Hungary facing foie gras challenge

Related tags European union

With Hungary's entry into the EU in May, producers of one of the
country's main food specialities will face a particular challenge.
Moves by the Union to phase out the force feeding of geese over the
next 15 years are likely to have a major impact on the Hungarian
foie gras industry.

According to a comment article from analysts Datamonitor​, the EU has not ruled definitively that force feeding will be made illegal, but legislators in Brussels have nonetheless called on farmers to find alternative methods.

While farmers have been given 15 years to do this, the implication is still that any producers not using more humane methods at the end of that time would face the prospect of being banned - a move which would almost certainly be met with fierce opposition from farmers in Hungary, to say nothing of consumers in France, the biggest market for the delicacy.

So high is French demand for the gourmet product that domestic producers are unable to meet demand - even though France is already the biggest producer of foie gras in the world - leading to a growing reliance on imports.

Hungary's foie gras business has developed rapidly as a result of this French deficit, Datamonitor said, and the country is now the world's biggest exporter of the delicacy with 1,800 tonnes sold abroad each year, mostly to France, although Japan and Belgium are also significant destinations. In total production terms, Hungary is second only to France.

Geese destined for foie gras production are force-fed maize over 18 days following an initial 12-week period during which they are given exercises to expand their stomachs and neck muscles. Once exported, the Hungarian foie gras are seasoned, cooked and packaged and sold as local products, according to Datamonitor.

But with consumers across Europe increasingly concerned about animal welfare, and in particular about food production practices in the wake of BSE and other food scares, time is almost certainly running out for traditional foie gras producers, including the 30,000 or so Hungarian geese farmers dependent on this industry.
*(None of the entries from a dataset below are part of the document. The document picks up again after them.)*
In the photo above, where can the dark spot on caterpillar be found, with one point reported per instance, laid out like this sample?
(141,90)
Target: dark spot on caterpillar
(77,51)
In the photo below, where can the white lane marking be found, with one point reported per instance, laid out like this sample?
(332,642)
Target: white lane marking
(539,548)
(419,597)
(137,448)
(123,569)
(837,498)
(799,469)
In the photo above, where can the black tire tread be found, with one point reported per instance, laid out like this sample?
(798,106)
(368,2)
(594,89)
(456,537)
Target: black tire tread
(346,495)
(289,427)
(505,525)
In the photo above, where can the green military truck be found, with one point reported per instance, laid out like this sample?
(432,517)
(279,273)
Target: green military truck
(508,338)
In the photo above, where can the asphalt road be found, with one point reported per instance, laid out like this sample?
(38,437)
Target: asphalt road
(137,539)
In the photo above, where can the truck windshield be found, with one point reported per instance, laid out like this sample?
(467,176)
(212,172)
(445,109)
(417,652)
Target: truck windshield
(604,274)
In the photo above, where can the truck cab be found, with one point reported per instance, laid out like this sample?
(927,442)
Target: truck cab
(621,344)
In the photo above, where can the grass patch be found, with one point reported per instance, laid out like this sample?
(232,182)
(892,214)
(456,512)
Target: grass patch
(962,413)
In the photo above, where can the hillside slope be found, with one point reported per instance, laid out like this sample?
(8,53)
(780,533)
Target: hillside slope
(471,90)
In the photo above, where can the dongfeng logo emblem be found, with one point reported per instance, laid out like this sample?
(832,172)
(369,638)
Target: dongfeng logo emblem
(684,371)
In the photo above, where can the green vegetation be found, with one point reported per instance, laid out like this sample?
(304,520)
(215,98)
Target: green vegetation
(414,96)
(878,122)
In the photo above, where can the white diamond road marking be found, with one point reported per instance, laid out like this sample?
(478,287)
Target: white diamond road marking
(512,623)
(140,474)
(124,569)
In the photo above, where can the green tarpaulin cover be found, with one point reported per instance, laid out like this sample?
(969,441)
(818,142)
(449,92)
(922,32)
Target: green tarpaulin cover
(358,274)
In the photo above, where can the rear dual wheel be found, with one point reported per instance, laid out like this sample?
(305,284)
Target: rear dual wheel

In some countries, including Poland, Denmark, Germany and Norway, such practices are already prohibited, and the likelihood is that an EU-wide ban is inevitable, Datamonitor suggests.

What the French reaction would be to such a move is relatively easy to imagine. Foie gras is a hugely important part of the country's gastronomic heritage, and axeing it from menus would cause an outrage.

But the very nature of the product itself also makes it hard for alternative production methods to be found which are more humane - after all, without a means of ensuring that the goose livers are hugely swollen, there is no foie gras - and producers in both France and Hungary are already likely to be preparing for a battle with Brussels over the issue.